Ms. Coker quickly identified the cemetery, grown up with trees and thorny bushes after years of neglect, as the long-lost burial ground of the 58th North Carolina. Historical societies and government agencies from across Tennessee and North Carolina quickly became involved, and the cemetery was cleaned and restored. Tombstones were ordered from the Veterans Administration....

I wrote several articles about the cemetery, many of which were published in local newspapers and in the Carolina Confederate. Sadly, the story of these Confederate soldiers is not well known out of Campbell County, Tennessee, and western North Carolina.

This was my first trip back to the cemetery since the memorial service in June 2005. I wanted to take a few pictures without all of the people milling around.
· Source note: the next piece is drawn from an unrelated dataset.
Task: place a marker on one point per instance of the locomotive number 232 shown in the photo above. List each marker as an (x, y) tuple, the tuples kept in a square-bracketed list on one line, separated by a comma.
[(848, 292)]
The photograph above was one of those that I brought home, along with all the food, baby clothes, and zucchini that my wife’s relatives loaded into our car!

I’m having a rather restful July Fourth before heading down to our little community celebration this afternoon. It’s a great little event with plenty of fun photo opportunities and chances to visit with the public. I always look forward to it.